Ask Andrew: Electrical Testing Onboard
Big or small, sail or power, gas or diesel, most of the boats that are encountered today have an electrical system onboard. Some are as simple as a pull cord turning over an outboard motor, others are a complex DC/AC panel aboard a cruising yacht.
Whatever the case, if there are every any issues with onboard electrical gear, a multimeter is an essential tool to keep aboard. More important than keeping it aboard, is the understanding and the ability to use it effectively.

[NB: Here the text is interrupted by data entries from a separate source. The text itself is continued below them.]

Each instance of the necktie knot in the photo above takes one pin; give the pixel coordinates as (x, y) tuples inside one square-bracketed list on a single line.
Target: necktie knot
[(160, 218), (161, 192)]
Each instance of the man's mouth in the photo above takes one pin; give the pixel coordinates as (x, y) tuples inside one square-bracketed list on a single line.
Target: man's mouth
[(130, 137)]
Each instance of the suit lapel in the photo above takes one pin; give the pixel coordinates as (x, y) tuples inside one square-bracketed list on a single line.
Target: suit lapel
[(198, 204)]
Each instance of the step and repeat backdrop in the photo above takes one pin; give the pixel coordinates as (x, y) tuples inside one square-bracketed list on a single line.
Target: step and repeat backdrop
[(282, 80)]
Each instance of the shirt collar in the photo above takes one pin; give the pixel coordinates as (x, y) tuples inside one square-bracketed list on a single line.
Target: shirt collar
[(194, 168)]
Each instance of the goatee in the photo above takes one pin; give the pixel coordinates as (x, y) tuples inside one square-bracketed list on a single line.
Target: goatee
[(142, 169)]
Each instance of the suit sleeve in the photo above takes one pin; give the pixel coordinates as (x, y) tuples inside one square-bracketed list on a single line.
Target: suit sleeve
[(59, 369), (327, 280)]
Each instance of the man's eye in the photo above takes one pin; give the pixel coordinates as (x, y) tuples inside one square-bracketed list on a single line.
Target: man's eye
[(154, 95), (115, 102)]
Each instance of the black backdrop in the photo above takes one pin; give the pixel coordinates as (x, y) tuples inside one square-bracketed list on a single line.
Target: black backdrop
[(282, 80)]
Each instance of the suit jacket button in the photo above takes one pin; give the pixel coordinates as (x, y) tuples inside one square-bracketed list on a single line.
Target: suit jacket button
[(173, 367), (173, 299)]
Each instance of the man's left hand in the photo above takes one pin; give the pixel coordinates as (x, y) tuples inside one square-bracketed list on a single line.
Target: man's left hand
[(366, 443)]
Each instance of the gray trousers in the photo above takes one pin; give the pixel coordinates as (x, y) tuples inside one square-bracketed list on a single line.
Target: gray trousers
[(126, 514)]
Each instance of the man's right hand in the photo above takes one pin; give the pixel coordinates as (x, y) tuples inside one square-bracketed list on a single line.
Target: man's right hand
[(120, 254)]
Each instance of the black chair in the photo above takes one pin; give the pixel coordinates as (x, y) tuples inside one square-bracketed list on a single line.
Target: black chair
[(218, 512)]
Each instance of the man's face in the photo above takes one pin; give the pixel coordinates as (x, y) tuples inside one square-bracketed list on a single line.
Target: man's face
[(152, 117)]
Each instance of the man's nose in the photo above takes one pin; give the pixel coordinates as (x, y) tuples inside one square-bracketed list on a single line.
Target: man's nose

Understanding your boat’s electrical system (even in theory), and basic use of a multimeter can allow you to:
• Troubleshoot and repair problems when away from shore
• Diagnose problems without having to call in a repair tech
• Take on preventative maintenance tasks more confidently
First – a bit about electrical circuits. For the purpose of this article, we’ll look at DC circuits alone – They’re simpler, and found aboard more commonly.
A DC circuit can be likened to a garden hose running to a sprinkler. The tap allows water to flow through the hose, ending at the sprinkler, where the water is forced through.
The Tap is your boat’s battery. The water is electrical current. The hose is the boat’s wiring, and the sprinkler is a ‘resistance’ (this could be a light fixture, a starter motor or a GPS unit: in short, the resistance is whatever the electricity is powering.)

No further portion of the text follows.